La cour confirme le jugement déféré en ce qu'il a condamné la Société de Construction [G] à payer la créance de la société Bati, sauf à :
- porter la somme due pour la tranche ferme à 92.356,12 € HT,
- à ramener la somme due pour la tranche conditionnelle à 84.242,93 € HT,
- et à dire que ces sommes sont à payer à la Selarl [Y] [K], en qualité de liquidateur judiciaire de la société Bati.
La décision est confirmée en ses dispositions non contestées sur les pénalités de retard lesquelles doivent courir au jour des décomptes établis par la société Bati sur le montant dû avant paiement des provisions qui s'imputeront sur les intérêts et pour le surplus sur le principal, en application de l'article L 441-6 du code de commerce.
La Société de Construction [G] est déboutée de ses demandes.
Sur les mesures accessoires
La décision déférée est confirmée en ses dispositions relatives aux dépens et frais irrépétibles de première instance.
Succombant, la Société de Construction [G] supportera également les dépens d'appel.

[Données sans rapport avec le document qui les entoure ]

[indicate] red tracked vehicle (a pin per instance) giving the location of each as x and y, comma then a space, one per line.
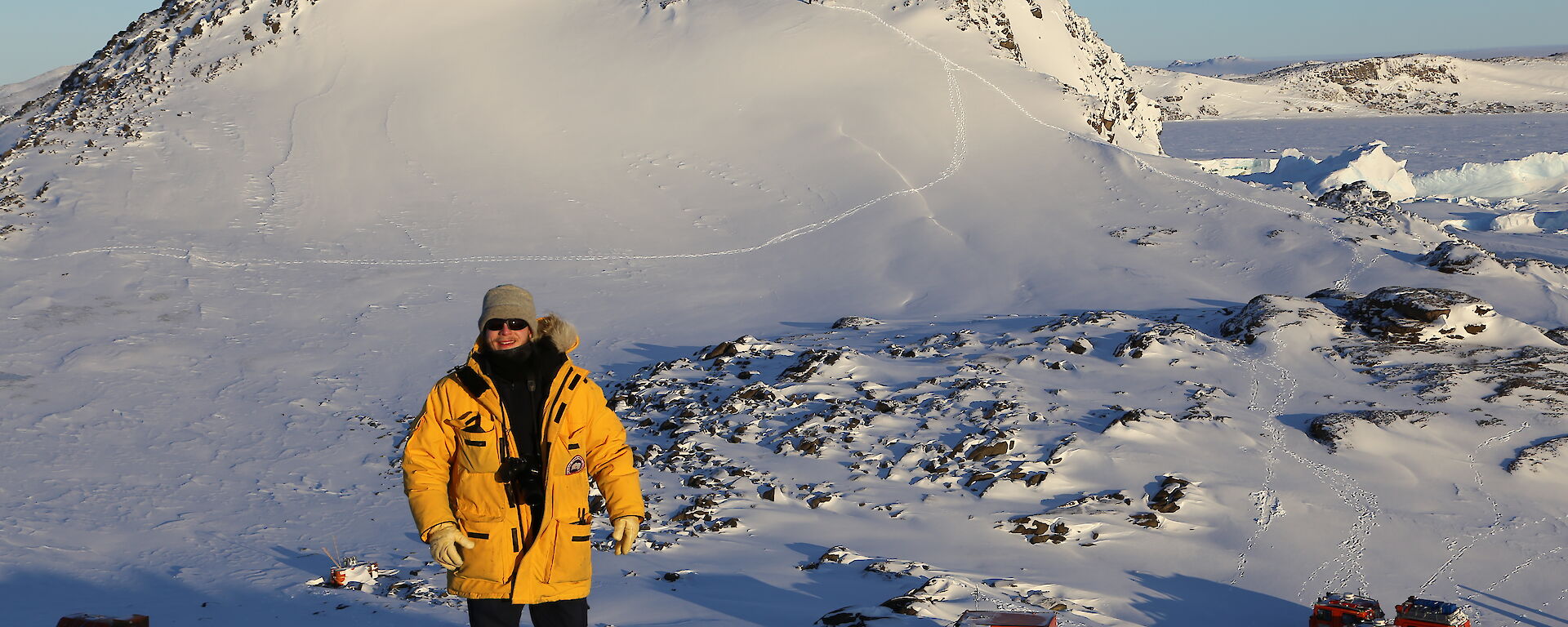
1353, 610
1346, 610
1429, 613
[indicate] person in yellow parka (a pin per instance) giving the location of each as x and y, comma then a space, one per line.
497, 466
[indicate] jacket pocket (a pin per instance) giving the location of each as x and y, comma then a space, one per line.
492, 557
479, 442
572, 554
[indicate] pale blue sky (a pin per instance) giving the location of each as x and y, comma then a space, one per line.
41, 35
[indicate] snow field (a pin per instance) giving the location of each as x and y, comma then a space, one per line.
218, 336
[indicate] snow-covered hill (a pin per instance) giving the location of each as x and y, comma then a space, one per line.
248, 235
1390, 85
16, 95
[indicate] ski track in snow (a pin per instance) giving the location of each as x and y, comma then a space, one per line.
1496, 511
960, 153
1349, 560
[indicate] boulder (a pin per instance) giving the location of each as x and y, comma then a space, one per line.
1332, 429
1421, 314
1459, 257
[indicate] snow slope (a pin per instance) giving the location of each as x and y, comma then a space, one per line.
248, 237
16, 95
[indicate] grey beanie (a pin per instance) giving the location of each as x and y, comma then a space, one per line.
509, 301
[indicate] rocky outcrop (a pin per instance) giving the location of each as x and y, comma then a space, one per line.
1274, 313
1355, 198
1054, 39
1410, 83
1421, 314
1332, 429
104, 102
1534, 456
1459, 257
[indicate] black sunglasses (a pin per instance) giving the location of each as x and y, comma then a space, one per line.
510, 323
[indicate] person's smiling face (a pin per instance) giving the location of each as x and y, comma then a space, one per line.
502, 334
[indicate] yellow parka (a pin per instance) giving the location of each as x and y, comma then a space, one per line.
451, 475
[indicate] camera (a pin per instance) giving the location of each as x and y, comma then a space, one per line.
526, 478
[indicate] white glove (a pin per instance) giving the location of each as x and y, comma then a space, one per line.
444, 541
625, 535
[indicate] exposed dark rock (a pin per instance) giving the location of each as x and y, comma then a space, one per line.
1532, 456
1040, 531
1559, 334
990, 451
808, 364
756, 392
724, 350
1405, 313
1138, 416
1060, 449
1353, 198
908, 604
1332, 429
1169, 496
1459, 257
1271, 313
855, 322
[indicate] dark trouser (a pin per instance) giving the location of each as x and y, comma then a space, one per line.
502, 613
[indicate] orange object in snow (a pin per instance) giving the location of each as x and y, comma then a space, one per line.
1346, 610
973, 618
1429, 613
102, 621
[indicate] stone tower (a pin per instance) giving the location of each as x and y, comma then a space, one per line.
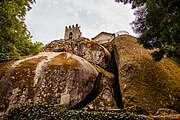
72, 32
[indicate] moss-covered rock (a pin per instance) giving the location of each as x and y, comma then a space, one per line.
57, 78
91, 51
143, 82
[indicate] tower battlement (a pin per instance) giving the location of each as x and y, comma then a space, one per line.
72, 32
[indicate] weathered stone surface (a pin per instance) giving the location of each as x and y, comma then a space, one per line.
82, 47
145, 83
57, 78
105, 99
165, 111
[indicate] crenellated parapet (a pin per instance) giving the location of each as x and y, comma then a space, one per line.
72, 32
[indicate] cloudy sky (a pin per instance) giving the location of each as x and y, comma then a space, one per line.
48, 18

L'équité commande en outre de la condamner à payer à la Selarl [Y] [K], en qualité de liquidateur judiciaire de la société Bati la somme de 3.000 €, en application de l'article 700 du code de procédure civile à hauteur d'appel et de la débouter de sa demande de ce chef.
PAR CES MOTIFS
La cour d'appel,
Prend acte de l'intervention volontaire de la Selarl [Y] [K] ;
Statuant dans les limites de l'appel,
Confirme la décision attaquée en toutes ses dispositions, sauf à :
- porter la somme due pour la tranche ferme à 92.356,12 € HT,
- ramener la somme due pour la tranche conditionnelle à 84.242,93 € HT,
- et dire que ces sommes ainsi que les frais irrépétibles sont à payer à la Selarl [Y] [K], en qualité de liquidateur judiciaire de la société Bati ;
Y ajoutant,
Dit que les pénalités de retard doivent courir au jour des décomptes établis par la société Bati sur le montant dû avant paiement des provisions qui s'imputeront sur les intérêts et pour le surplus sur le principal ;
Déboute la Société de Construction [G] de ses demandes ;
Condamne la Société de Construction [G] aux dépens d'appel ;
Condamne la Société de Construction [G] à payer à Selarl [Y] [K], en qualité de liquidateur judiciaire de la société Bati la somme de 3.000 €, en application de l'article 700 du code de procédure civile à hauteur d'appel ;
Déboute la Société de Construction [G] de sa demande sur ce fondement.